The plaintiff provided the defendant with funds for the purchase of a land plot for further resale and profit, which the parties intended to share, about which the defendant subsequently wrote a written receipt. He did not fulfill his obligations for many years, therefore the plaintiff asked the court to collect the debt under the loan agreement.

The court of first instance upheld the claim, since the absence of legal relations between the parties under the loan agreement does not imply that the plaintiff has no right to return the funds provided to the defendant. The defendant's arguments about the uncertainty of the legal nature of the document (receipt) are of no significant importance, since it clearly and specifically states that he took funds from the plaintiff for the indicated purposes and further failed to fulfill his obligations. 

The court of appeal reversed the judgment of the district court and dismissed the claim on the grounds that the plaintiff had indicated that the defendant had acquired and retained money on the basis that later was withdrawn. This suggests that the plaintiff asked to recover funds from the defendant according to Art. 1212 of the Civil Code of Ukraine. At the same time, there is a legal relationship between the parties for the conduct of investment activities, but the plaintiff did not request the defendant to terminate or dissolve an investment-related obligation, nor did the plaintiff bring an appropriate action before the court. And the provisions of Art. 1212 of the Civil Code of Ukraine are not to be applied to disputed legal relations.
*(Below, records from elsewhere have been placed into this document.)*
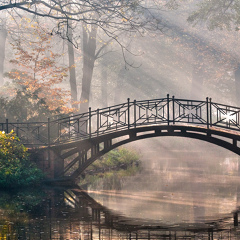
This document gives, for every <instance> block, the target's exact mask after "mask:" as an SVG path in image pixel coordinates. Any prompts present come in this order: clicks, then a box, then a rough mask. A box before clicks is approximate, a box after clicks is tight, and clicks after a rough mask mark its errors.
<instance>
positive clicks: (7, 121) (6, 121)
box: [6, 119, 9, 133]
mask: <svg viewBox="0 0 240 240" xmlns="http://www.w3.org/2000/svg"><path fill="white" fill-rule="evenodd" d="M8 132H9V129H8V119H6V133H8Z"/></svg>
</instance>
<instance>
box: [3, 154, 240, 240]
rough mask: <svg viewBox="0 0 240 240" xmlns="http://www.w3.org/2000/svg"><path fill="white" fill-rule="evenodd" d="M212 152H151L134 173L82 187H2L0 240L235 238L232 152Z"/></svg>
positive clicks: (238, 234)
mask: <svg viewBox="0 0 240 240" xmlns="http://www.w3.org/2000/svg"><path fill="white" fill-rule="evenodd" d="M214 151H215V150H214ZM178 152H179V151H178ZM219 154H220V155H222V156H221V158H220V160H219V156H217V157H216V156H211V158H210V159H211V161H209V158H208V159H205V158H204V157H202V154H196V153H195V154H193V153H192V154H191V153H190V154H189V152H188V154H186V153H184V151H182V153H181V157H180V158H179V154H177V155H176V154H174V153H173V152H172V154H171V155H169V156H156V159H158V161H146V162H147V164H146V162H145V163H143V170H142V171H141V172H140V173H138V174H137V175H135V176H132V177H125V178H118V177H117V176H116V179H111V181H110V180H109V181H108V180H104V181H102V180H99V181H98V182H97V183H95V184H94V185H89V186H88V191H83V190H81V189H79V188H78V187H77V186H73V187H72V188H68V189H64V188H50V187H45V188H42V189H26V190H21V191H19V192H15V193H13V192H6V191H2V192H0V240H2V239H6V240H7V239H8V240H12V239H36V240H38V239H46V240H48V239H63V240H66V239H81V240H88V239H89V240H90V239H99V240H100V239H171V240H172V239H204V240H205V239H207V240H213V239H226V240H227V239H240V227H238V219H237V217H238V208H239V206H240V185H239V182H240V177H239V176H238V175H239V174H238V158H237V157H236V156H235V155H228V154H226V155H224V154H222V153H219ZM196 156H197V158H201V159H200V160H201V161H200V160H199V159H198V161H196ZM161 158H162V159H161Z"/></svg>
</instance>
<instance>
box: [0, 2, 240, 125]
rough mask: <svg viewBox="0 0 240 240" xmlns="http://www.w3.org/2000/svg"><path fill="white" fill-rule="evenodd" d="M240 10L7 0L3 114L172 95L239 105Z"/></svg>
mask: <svg viewBox="0 0 240 240" xmlns="http://www.w3.org/2000/svg"><path fill="white" fill-rule="evenodd" d="M238 9H239V3H238V1H227V0H221V1H216V0H211V1H204V0H203V1H193V0H182V1H181V0H179V1H178V0H165V1H157V2H155V1H151V0H147V1H101V3H100V2H99V1H88V2H86V1H74V0H65V1H51V0H48V1H38V0H31V1H29V0H28V1H24V0H16V1H14V3H13V2H12V1H2V2H1V3H0V19H1V24H0V27H1V28H0V39H1V46H0V48H1V50H0V53H1V54H0V85H1V105H2V106H4V107H3V108H2V111H1V114H0V118H1V120H2V121H4V120H5V119H6V118H8V119H9V120H10V121H11V120H19V121H33V120H46V118H47V117H49V116H51V117H53V116H54V115H58V114H68V113H71V112H75V113H76V112H79V111H80V112H86V111H88V107H89V106H91V107H92V108H93V109H96V108H101V107H107V106H110V105H114V104H118V103H121V102H125V101H126V99H127V98H128V97H129V98H131V99H137V100H142V99H151V98H162V97H165V96H166V94H167V93H169V94H170V95H175V96H176V97H178V98H194V99H201V100H204V99H205V97H207V96H208V97H212V98H213V99H214V101H216V102H222V103H225V104H230V105H239V103H240V99H239V95H238V89H239V82H238V80H237V79H238V77H237V74H238V63H239V50H240V49H239V47H238V41H239V40H238V35H239V31H238V23H239V19H238V18H239V11H238ZM187 20H188V21H187ZM200 20H201V21H200Z"/></svg>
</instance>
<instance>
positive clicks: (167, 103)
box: [167, 94, 170, 125]
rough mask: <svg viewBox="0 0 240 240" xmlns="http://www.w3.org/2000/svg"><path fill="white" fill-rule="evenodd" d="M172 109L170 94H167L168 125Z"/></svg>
mask: <svg viewBox="0 0 240 240" xmlns="http://www.w3.org/2000/svg"><path fill="white" fill-rule="evenodd" d="M169 115H170V109H169V94H167V120H168V125H169V122H170V116H169Z"/></svg>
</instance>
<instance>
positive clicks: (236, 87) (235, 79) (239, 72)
mask: <svg viewBox="0 0 240 240" xmlns="http://www.w3.org/2000/svg"><path fill="white" fill-rule="evenodd" d="M235 88H236V93H235V94H236V101H237V106H240V64H238V66H237V68H236V70H235Z"/></svg>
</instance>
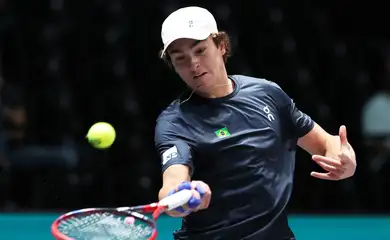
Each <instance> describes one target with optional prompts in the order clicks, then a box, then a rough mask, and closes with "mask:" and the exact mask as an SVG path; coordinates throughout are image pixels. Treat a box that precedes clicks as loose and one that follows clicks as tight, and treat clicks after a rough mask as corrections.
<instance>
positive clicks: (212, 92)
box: [197, 74, 234, 98]
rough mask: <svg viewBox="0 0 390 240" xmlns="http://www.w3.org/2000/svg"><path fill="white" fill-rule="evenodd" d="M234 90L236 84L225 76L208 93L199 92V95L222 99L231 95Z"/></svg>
mask: <svg viewBox="0 0 390 240" xmlns="http://www.w3.org/2000/svg"><path fill="white" fill-rule="evenodd" d="M233 90H234V83H233V81H232V80H230V79H229V77H228V76H227V74H226V75H223V76H222V77H221V78H220V79H219V80H218V81H216V84H215V85H214V86H211V87H210V89H208V91H207V92H200V91H199V92H197V94H198V95H200V96H202V97H205V98H220V97H224V96H227V95H229V94H231V93H232V92H233Z"/></svg>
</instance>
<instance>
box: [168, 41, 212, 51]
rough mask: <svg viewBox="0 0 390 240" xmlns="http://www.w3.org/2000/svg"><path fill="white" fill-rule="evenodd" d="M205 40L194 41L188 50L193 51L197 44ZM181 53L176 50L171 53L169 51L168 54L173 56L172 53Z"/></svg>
mask: <svg viewBox="0 0 390 240" xmlns="http://www.w3.org/2000/svg"><path fill="white" fill-rule="evenodd" d="M203 41H205V40H196V41H195V42H194V43H192V44H191V46H190V48H191V49H193V48H194V47H196V46H197V45H198V44H199V43H201V42H203ZM181 52H182V51H180V50H178V49H173V50H171V51H169V53H170V54H173V53H181Z"/></svg>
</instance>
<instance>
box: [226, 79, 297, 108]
mask: <svg viewBox="0 0 390 240" xmlns="http://www.w3.org/2000/svg"><path fill="white" fill-rule="evenodd" d="M231 77H232V78H233V79H234V80H236V82H237V83H238V84H239V85H240V89H241V91H243V92H250V93H251V94H253V93H254V92H255V93H257V94H261V95H263V96H264V95H266V96H269V97H270V98H272V99H273V100H275V101H283V102H284V101H285V100H288V99H289V97H288V96H287V94H286V93H285V92H284V91H283V90H282V88H281V87H280V86H279V85H278V84H277V83H276V82H273V81H270V80H268V79H265V78H256V77H250V76H245V75H232V76H231Z"/></svg>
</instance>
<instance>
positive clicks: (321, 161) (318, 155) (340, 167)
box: [310, 155, 345, 180]
mask: <svg viewBox="0 0 390 240" xmlns="http://www.w3.org/2000/svg"><path fill="white" fill-rule="evenodd" d="M312 158H313V160H314V161H315V162H316V163H317V164H318V165H319V166H320V167H321V168H322V169H324V170H325V171H327V173H319V172H311V174H310V175H311V176H312V177H315V178H319V179H325V180H339V179H340V178H341V176H342V175H343V174H344V171H345V169H344V167H343V164H342V162H341V161H338V160H335V159H332V158H328V157H324V156H319V155H313V157H312Z"/></svg>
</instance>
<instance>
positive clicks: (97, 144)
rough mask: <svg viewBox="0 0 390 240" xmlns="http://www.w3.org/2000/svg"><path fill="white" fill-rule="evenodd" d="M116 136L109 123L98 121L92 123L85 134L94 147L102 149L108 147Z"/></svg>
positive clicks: (88, 139) (114, 139)
mask: <svg viewBox="0 0 390 240" xmlns="http://www.w3.org/2000/svg"><path fill="white" fill-rule="evenodd" d="M115 137H116V132H115V129H114V127H113V126H111V124H109V123H106V122H98V123H95V124H94V125H92V127H91V128H90V129H89V131H88V134H87V139H88V142H89V143H90V144H91V145H92V146H93V147H95V148H99V149H103V148H108V147H110V146H111V145H112V144H113V143H114V141H115Z"/></svg>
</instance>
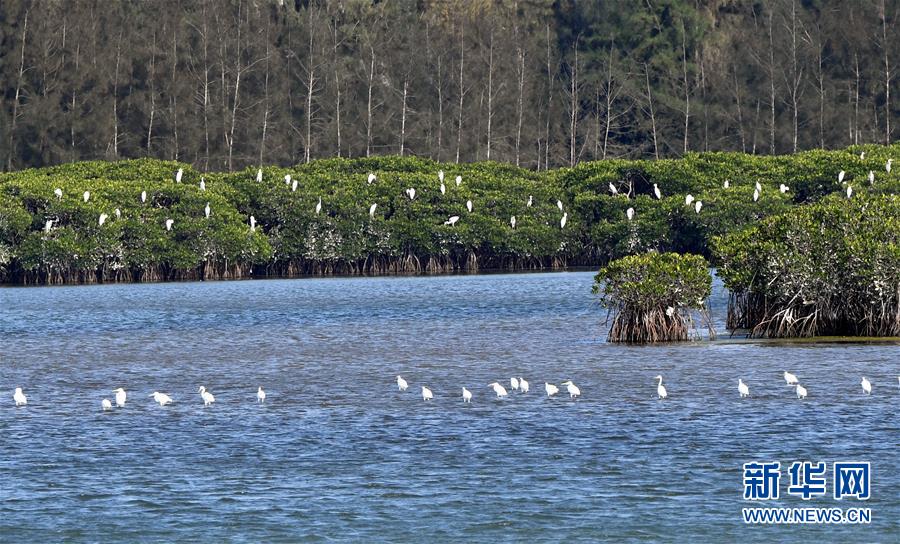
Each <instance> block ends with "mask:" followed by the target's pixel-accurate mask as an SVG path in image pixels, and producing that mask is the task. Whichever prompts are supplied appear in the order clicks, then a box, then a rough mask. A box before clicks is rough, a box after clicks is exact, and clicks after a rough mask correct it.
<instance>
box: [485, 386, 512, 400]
mask: <svg viewBox="0 0 900 544" xmlns="http://www.w3.org/2000/svg"><path fill="white" fill-rule="evenodd" d="M488 387H492V388H494V393H497V398H498V399H499V398H500V397H505V396H506V395H507V393H506V388H505V387H503V386H502V385H500V384H499V383H497V382H494V383H492V384H488Z"/></svg>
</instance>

The Civil Cassation Court within the Supreme Court overturned the judgment of the court of appeal, granted the claim, changing the reasoning of the first instance judgment, and made the following legal conclusions.

The doctrine of venire contra factum proprium (prohibition of contradictory behavior) is based on the Roman maxim - non concedit venire contra factum proprium (no one can act contrary to his previous behavior). The doctrine of venire contra factum proprium is based on the principle of good faith (para. 6, Art. 3 of the Civil Code of Ukraine).

A reclassification of an agreement may occur, inter alia, in the case of: a) invalidity of the agreement (in particular a sham agreement); b) interpretation of the content of the agreement. A reclassification of an agreement is possible only when it takes place within a dispute concerning such an agreement.

According to Art. 6 of the Civil Code of Ukraine, the parties have the right to conclude agreements that are not provided for by acts of civil law, if they comply with the general principles of civil law. Such agreements are unnamed.

The interpretation of the content of the document on receipt of funds indicates that the parties concluded an unnamed agreement on the acquisition and use of a land plot.

The court of appeal did not take into account the fact that if the performing party did not receive a provision in return in the amount corresponding to the transferred property (paid funds), and subsequently renounced the contract, then it may require from the party that breached the agreement and failed to provide in return to return property (funds) on the basis of para. 3, part 3, Art. 1212 of the Civil Code of Ukraine.

Obviously, the actions of the defendant, who received funds from the plaintiff to resolve the issue of acquiring a land plot, agreed to acquire it, but did not fulfill his obligation and refuses to return the funds received after the creditor's withdrawal from the agreement, are contrary to his preliminary behavior (receiving funds and establishing an obligation to acquire a land plot) and are in bad faith.

Under such circumstances, taking into account the fact that the plaintiff renounced the contract, and the defendant did not acquire the land plot, the defendant has an obligation to return the funds received, therefore the court of first instance made a substantially correct decision to recover them, although it did not apply part 3 of Art. 6, para. 3, part 3 of Art. 1212 of the Civil Code of Ukraine.